The Importance of Robots.txt

The Importance of Robots.txt

Robots.txt, with the cooperation of webmasters, acts as a guide for web robots. Using robots.txt without the right knowledge can be disastrous for your website.

In fact, if you create it by mistake in an important section of your site, the search engine robots would not crawl those web pages, and they will remain absent in the search results. Therefore, it is essential to know the value, the aim, and the right usage of a robots.txt file in SEO.

What’s Robots.txt?

In simple words, robots.txt file is used to restrict search engine crawlers from indexing selected areas of the website.

What is Robots.txt

The Working Process

The robots.txt file guides the search engine robots for the web pages that a website owner does not want to be crawled. For instance, if a trader does not wish specific videos on his website to be listed by Google or other search engines, then they can be blocked easily with the use of a robots.txt file.
You can go to your website and check if you have a robots.txt file by adding /robots.txt immediately after your domain name in the address bar at the top:

Robots.txt URL format

The URL you enter should look like this: http://www.mywebsite.com/robots.txt (with your domain name instead!)
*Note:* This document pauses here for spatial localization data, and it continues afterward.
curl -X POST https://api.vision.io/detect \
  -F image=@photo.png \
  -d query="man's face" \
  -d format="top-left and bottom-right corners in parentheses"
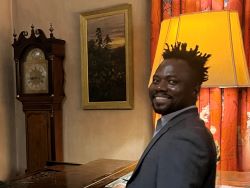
top-left (149, 58), bottom-right (198, 115)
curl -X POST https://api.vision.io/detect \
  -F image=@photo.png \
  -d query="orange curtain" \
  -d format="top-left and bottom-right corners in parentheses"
top-left (150, 0), bottom-right (250, 171)
top-left (242, 0), bottom-right (250, 171)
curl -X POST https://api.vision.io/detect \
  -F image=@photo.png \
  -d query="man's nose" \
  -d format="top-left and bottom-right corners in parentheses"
top-left (156, 80), bottom-right (168, 91)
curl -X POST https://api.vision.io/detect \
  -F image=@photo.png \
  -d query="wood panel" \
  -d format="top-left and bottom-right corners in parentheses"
top-left (26, 111), bottom-right (51, 172)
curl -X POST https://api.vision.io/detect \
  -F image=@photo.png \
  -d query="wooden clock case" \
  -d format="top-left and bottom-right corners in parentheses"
top-left (12, 25), bottom-right (65, 172)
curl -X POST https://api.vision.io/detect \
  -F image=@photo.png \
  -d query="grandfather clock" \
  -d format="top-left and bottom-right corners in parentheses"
top-left (12, 25), bottom-right (65, 172)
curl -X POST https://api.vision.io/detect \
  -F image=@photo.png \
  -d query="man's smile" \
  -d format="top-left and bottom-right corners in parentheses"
top-left (153, 95), bottom-right (172, 104)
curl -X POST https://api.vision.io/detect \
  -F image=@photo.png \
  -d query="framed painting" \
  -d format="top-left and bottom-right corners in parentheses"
top-left (80, 4), bottom-right (133, 109)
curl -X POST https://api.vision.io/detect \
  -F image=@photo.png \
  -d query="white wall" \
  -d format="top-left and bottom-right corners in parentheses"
top-left (12, 0), bottom-right (152, 174)
top-left (0, 0), bottom-right (16, 180)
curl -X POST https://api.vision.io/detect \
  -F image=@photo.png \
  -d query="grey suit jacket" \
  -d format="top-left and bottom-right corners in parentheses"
top-left (126, 108), bottom-right (217, 188)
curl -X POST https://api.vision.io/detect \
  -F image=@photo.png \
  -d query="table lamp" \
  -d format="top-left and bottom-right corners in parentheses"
top-left (150, 11), bottom-right (250, 88)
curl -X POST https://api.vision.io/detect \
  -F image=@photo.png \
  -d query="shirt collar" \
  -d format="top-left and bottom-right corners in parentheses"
top-left (161, 105), bottom-right (197, 127)
top-left (153, 105), bottom-right (197, 137)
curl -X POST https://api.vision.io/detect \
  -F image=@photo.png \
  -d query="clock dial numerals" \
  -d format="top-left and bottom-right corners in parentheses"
top-left (22, 48), bottom-right (49, 94)
top-left (25, 64), bottom-right (48, 92)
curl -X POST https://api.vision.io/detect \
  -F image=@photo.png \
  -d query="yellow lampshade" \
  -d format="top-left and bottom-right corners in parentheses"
top-left (150, 11), bottom-right (250, 88)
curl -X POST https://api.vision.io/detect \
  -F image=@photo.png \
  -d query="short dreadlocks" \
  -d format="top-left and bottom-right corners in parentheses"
top-left (162, 42), bottom-right (211, 85)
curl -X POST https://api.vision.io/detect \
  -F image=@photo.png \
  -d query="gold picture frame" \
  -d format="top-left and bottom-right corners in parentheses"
top-left (80, 4), bottom-right (133, 109)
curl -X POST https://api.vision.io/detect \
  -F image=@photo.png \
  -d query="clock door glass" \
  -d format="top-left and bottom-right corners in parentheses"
top-left (22, 48), bottom-right (49, 94)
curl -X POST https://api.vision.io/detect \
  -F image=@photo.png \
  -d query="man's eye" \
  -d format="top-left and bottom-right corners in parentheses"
top-left (153, 78), bottom-right (159, 84)
top-left (168, 80), bottom-right (177, 85)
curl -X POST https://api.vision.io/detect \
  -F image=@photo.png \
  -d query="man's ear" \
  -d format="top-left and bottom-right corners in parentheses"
top-left (193, 85), bottom-right (200, 97)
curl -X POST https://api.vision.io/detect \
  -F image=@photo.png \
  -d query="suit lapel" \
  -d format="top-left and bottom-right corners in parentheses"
top-left (129, 108), bottom-right (198, 181)
top-left (131, 117), bottom-right (176, 176)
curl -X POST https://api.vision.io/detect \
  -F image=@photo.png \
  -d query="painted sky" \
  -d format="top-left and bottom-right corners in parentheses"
top-left (87, 13), bottom-right (125, 48)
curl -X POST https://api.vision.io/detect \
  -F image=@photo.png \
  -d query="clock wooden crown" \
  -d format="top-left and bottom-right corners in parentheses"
top-left (13, 25), bottom-right (65, 101)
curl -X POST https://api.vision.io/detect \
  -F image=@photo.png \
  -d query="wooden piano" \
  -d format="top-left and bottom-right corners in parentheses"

When you create this file for your website, the search engine robots will look at the robots.txt to crawl and index specific pages of your site.
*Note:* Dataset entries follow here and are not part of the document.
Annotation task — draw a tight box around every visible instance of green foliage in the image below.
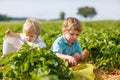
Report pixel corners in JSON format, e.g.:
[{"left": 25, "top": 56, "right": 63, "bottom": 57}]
[
  {"left": 79, "top": 21, "right": 120, "bottom": 71},
  {"left": 41, "top": 21, "right": 62, "bottom": 48},
  {"left": 0, "top": 20, "right": 120, "bottom": 78},
  {"left": 0, "top": 44, "right": 71, "bottom": 79},
  {"left": 0, "top": 70, "right": 3, "bottom": 79},
  {"left": 77, "top": 6, "right": 97, "bottom": 18},
  {"left": 0, "top": 14, "right": 11, "bottom": 21},
  {"left": 59, "top": 11, "right": 65, "bottom": 20}
]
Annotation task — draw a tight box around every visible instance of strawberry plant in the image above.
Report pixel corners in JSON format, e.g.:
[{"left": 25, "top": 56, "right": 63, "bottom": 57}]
[{"left": 0, "top": 44, "right": 71, "bottom": 79}]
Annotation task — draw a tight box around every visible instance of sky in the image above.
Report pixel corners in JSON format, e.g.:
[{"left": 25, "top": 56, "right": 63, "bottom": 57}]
[{"left": 0, "top": 0, "right": 120, "bottom": 20}]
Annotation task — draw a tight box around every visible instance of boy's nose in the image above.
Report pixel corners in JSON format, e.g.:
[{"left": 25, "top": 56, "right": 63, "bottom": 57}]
[
  {"left": 26, "top": 37, "right": 31, "bottom": 40},
  {"left": 73, "top": 35, "right": 77, "bottom": 38}
]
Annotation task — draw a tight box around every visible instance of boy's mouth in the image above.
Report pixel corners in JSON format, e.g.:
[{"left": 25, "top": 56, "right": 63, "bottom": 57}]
[{"left": 27, "top": 39, "right": 32, "bottom": 42}]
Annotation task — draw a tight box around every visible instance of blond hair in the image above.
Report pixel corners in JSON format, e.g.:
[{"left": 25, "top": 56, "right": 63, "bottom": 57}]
[
  {"left": 62, "top": 17, "right": 82, "bottom": 33},
  {"left": 23, "top": 18, "right": 41, "bottom": 35}
]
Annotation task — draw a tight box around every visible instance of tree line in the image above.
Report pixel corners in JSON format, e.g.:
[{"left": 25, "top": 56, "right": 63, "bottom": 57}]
[
  {"left": 0, "top": 6, "right": 97, "bottom": 21},
  {"left": 0, "top": 14, "right": 11, "bottom": 21},
  {"left": 60, "top": 6, "right": 97, "bottom": 20}
]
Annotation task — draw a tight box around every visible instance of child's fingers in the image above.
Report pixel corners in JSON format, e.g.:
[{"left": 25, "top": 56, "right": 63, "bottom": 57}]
[
  {"left": 80, "top": 49, "right": 89, "bottom": 61},
  {"left": 69, "top": 58, "right": 77, "bottom": 66},
  {"left": 5, "top": 29, "right": 11, "bottom": 34},
  {"left": 83, "top": 49, "right": 89, "bottom": 56}
]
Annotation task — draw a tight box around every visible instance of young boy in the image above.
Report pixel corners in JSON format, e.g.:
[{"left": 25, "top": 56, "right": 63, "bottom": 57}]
[
  {"left": 5, "top": 18, "right": 46, "bottom": 48},
  {"left": 51, "top": 17, "right": 89, "bottom": 66}
]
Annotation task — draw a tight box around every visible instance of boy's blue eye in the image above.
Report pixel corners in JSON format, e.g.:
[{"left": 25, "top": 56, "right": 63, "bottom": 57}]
[
  {"left": 30, "top": 36, "right": 33, "bottom": 37},
  {"left": 76, "top": 34, "right": 78, "bottom": 36},
  {"left": 70, "top": 33, "right": 74, "bottom": 35},
  {"left": 26, "top": 35, "right": 34, "bottom": 38},
  {"left": 69, "top": 33, "right": 79, "bottom": 36}
]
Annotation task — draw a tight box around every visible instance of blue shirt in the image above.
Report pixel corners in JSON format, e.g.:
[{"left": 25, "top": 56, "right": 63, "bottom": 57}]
[{"left": 51, "top": 35, "right": 82, "bottom": 55}]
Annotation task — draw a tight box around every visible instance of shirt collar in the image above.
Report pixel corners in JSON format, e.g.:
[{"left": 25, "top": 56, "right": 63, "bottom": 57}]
[
  {"left": 62, "top": 35, "right": 68, "bottom": 44},
  {"left": 62, "top": 35, "right": 77, "bottom": 46}
]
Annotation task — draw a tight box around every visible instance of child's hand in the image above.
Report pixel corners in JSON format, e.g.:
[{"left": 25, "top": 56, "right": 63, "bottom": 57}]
[
  {"left": 5, "top": 29, "right": 13, "bottom": 36},
  {"left": 67, "top": 55, "right": 77, "bottom": 66},
  {"left": 5, "top": 29, "right": 20, "bottom": 38},
  {"left": 81, "top": 49, "right": 89, "bottom": 61}
]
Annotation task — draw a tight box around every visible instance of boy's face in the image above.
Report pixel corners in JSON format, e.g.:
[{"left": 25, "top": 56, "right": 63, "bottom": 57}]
[
  {"left": 64, "top": 29, "right": 80, "bottom": 43},
  {"left": 25, "top": 33, "right": 38, "bottom": 43}
]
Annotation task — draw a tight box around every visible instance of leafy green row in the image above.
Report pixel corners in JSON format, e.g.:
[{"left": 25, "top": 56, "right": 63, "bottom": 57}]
[
  {"left": 79, "top": 21, "right": 120, "bottom": 71},
  {"left": 0, "top": 20, "right": 120, "bottom": 74},
  {"left": 0, "top": 44, "right": 71, "bottom": 79}
]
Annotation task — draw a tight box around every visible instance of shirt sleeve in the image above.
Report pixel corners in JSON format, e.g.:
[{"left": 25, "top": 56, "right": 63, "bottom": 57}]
[
  {"left": 76, "top": 41, "right": 82, "bottom": 54},
  {"left": 19, "top": 33, "right": 25, "bottom": 42},
  {"left": 51, "top": 39, "right": 63, "bottom": 54},
  {"left": 35, "top": 37, "right": 46, "bottom": 48}
]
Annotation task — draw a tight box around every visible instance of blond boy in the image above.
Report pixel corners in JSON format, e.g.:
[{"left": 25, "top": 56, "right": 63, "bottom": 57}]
[
  {"left": 6, "top": 18, "right": 46, "bottom": 48},
  {"left": 51, "top": 17, "right": 89, "bottom": 66}
]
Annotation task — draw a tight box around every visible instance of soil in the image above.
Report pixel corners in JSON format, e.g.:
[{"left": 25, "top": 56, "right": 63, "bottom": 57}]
[{"left": 94, "top": 68, "right": 120, "bottom": 80}]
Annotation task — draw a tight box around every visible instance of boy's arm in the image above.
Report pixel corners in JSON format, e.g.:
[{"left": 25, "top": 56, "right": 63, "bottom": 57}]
[
  {"left": 56, "top": 52, "right": 70, "bottom": 60},
  {"left": 56, "top": 52, "right": 77, "bottom": 66},
  {"left": 5, "top": 29, "right": 20, "bottom": 38},
  {"left": 80, "top": 49, "right": 89, "bottom": 61}
]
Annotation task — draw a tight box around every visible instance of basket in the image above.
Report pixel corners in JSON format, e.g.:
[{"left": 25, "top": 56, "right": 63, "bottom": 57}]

How to create a robots.txt file

If your website does not have a robots.txt file, get one created as quickly as possible. If you want to do it yourself, follow the steps mentioned below.
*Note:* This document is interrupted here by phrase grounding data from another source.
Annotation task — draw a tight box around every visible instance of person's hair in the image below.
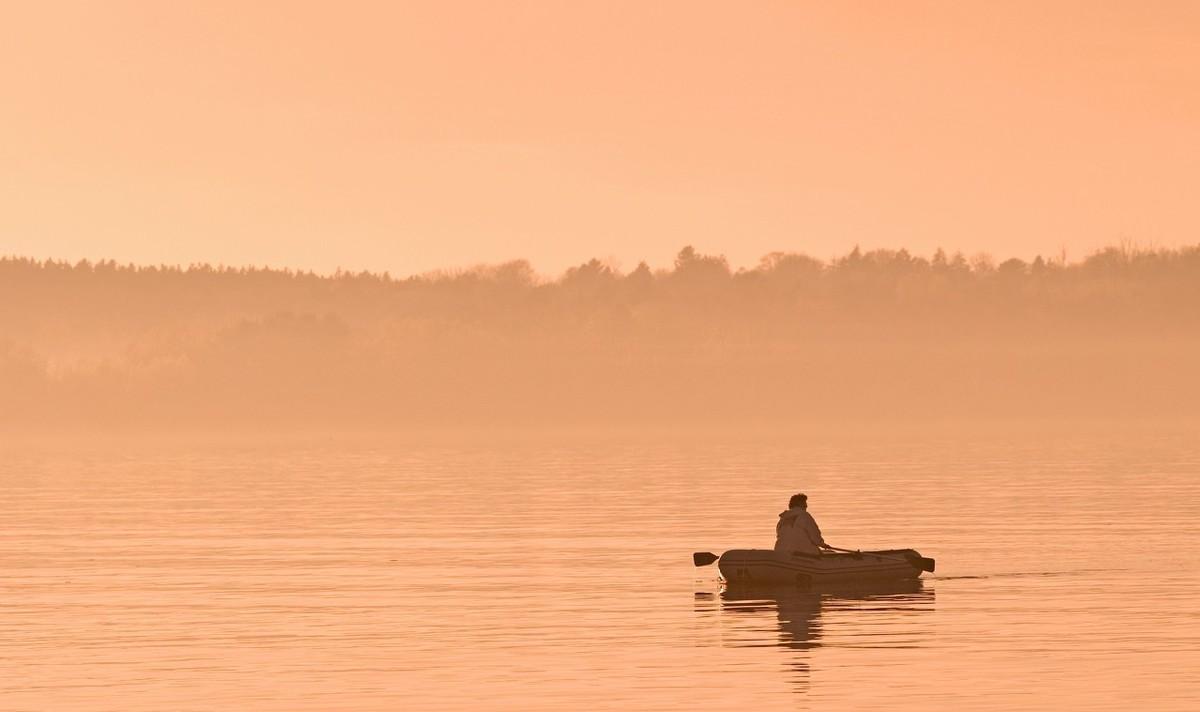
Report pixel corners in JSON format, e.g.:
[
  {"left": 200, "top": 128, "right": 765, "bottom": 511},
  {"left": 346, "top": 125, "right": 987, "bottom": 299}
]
[{"left": 788, "top": 493, "right": 808, "bottom": 509}]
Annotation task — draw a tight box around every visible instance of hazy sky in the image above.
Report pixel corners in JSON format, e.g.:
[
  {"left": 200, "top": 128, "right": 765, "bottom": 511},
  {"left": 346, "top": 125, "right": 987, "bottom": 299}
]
[{"left": 3, "top": 1, "right": 1198, "bottom": 276}]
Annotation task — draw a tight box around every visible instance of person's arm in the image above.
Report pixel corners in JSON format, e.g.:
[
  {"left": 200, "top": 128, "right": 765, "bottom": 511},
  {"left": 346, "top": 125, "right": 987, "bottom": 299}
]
[{"left": 808, "top": 515, "right": 826, "bottom": 548}]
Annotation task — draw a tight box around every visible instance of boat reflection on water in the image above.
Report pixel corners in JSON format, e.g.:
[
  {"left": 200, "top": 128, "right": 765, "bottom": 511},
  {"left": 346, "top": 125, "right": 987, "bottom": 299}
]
[{"left": 701, "top": 580, "right": 935, "bottom": 691}]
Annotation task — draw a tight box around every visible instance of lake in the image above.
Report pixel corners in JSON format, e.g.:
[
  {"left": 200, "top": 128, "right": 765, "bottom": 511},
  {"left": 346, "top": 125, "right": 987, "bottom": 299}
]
[{"left": 3, "top": 426, "right": 1199, "bottom": 710}]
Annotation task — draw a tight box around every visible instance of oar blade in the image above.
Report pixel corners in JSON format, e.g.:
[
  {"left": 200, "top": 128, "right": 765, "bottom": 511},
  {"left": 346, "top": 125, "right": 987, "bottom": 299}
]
[{"left": 693, "top": 551, "right": 720, "bottom": 567}]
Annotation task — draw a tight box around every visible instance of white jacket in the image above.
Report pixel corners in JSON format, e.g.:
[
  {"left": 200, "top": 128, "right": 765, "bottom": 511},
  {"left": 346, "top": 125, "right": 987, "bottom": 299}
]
[{"left": 774, "top": 507, "right": 825, "bottom": 555}]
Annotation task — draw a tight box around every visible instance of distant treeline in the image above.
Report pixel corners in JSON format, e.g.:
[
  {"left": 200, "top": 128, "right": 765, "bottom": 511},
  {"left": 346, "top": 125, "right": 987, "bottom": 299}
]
[{"left": 3, "top": 244, "right": 1199, "bottom": 426}]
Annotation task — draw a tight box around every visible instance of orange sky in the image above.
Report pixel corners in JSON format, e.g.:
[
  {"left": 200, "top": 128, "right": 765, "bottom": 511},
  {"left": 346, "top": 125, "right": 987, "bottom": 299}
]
[{"left": 3, "top": 1, "right": 1198, "bottom": 275}]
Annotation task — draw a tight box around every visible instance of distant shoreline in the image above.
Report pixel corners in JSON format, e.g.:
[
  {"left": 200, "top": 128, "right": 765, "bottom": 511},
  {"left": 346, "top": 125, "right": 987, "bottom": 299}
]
[{"left": 4, "top": 244, "right": 1198, "bottom": 427}]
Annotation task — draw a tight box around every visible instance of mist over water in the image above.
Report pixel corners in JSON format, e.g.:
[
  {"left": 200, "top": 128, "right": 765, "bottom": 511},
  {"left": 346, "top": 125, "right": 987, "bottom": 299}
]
[
  {"left": 4, "top": 245, "right": 1200, "bottom": 709},
  {"left": 3, "top": 244, "right": 1199, "bottom": 426},
  {"left": 7, "top": 0, "right": 1199, "bottom": 707}
]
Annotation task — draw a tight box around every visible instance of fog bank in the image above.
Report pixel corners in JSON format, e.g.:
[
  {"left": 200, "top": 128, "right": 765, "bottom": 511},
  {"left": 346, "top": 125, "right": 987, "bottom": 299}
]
[{"left": 4, "top": 244, "right": 1198, "bottom": 428}]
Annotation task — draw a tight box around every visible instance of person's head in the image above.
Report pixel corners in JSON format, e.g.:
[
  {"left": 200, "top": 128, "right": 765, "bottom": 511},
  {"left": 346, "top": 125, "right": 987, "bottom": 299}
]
[{"left": 788, "top": 493, "right": 808, "bottom": 510}]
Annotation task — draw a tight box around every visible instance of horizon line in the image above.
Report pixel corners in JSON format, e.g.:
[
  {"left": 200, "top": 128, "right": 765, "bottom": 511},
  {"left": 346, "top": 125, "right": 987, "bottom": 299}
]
[{"left": 4, "top": 240, "right": 1194, "bottom": 282}]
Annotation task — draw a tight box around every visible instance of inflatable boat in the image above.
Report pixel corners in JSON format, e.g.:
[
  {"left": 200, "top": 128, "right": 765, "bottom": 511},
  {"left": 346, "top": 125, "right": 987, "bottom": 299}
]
[{"left": 694, "top": 548, "right": 935, "bottom": 586}]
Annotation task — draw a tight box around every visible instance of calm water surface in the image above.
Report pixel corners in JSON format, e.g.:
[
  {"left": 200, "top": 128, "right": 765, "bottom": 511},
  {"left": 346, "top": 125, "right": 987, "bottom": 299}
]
[{"left": 3, "top": 428, "right": 1199, "bottom": 710}]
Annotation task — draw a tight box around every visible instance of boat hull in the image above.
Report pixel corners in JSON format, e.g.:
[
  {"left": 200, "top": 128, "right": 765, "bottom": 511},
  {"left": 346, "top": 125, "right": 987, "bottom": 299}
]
[{"left": 717, "top": 548, "right": 928, "bottom": 587}]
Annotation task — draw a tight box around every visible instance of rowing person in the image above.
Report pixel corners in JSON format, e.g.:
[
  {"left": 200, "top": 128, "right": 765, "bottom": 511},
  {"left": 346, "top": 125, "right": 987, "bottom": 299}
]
[{"left": 774, "top": 492, "right": 829, "bottom": 556}]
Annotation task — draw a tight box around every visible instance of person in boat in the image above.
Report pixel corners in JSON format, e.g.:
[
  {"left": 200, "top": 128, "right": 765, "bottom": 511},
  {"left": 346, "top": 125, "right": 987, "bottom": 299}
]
[{"left": 774, "top": 493, "right": 828, "bottom": 556}]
  • Create and save a new text file as “robots.txt”. Use the Notepad application on your Windows PCs or Text Edit on Mac before saving it as a text-delimited file.
  • The text file created should be uploaded to the root directory of your website. The root directory is the root level folder called “htdocs” or “www” which makes it appear directly after your domain name.
  • If you use sub domains, you will need to create a robots.txt file for each subdomain.
  • txt is case sensitive. Make sure that the file is named “robots.txt” and not Robots.txt, robots.TXT, or any other spelling.
  • The /robots.txt file is publicly available. Just add /robots.txt to the end of any root domain to see that website’s directives, that is, if that site has a robots.txt file! This means that anyone can see what pages you want or do not want to be crawled, meaning do not use it to hide private user information.
  • It is best to indicate the location of any sitemaps associated with this domain at the bottom of the robots.txt file.

Technical robots.txt syntax

Robots.txt syntax is merely the “language” of robots.txt files. The standard terms you will most likely come across in a robots file are:

  • User-agent: The specific web crawler to which you are giving crawl instructions (usually a search engine). A list of most user agents can be found here.
  • Disallow: The command used to tell a user-agent not to crawl a URL. Only one “Disallow:” line is allowed for each URL.
  • Allow (Only applicable for Googlebot): The command to tell Googlebot it can access a page or subfolder even though its parent page or subfolder may be disallowed.
  • Sitemap: Used to call out the location of any XML sitemap(s) associated with this URL.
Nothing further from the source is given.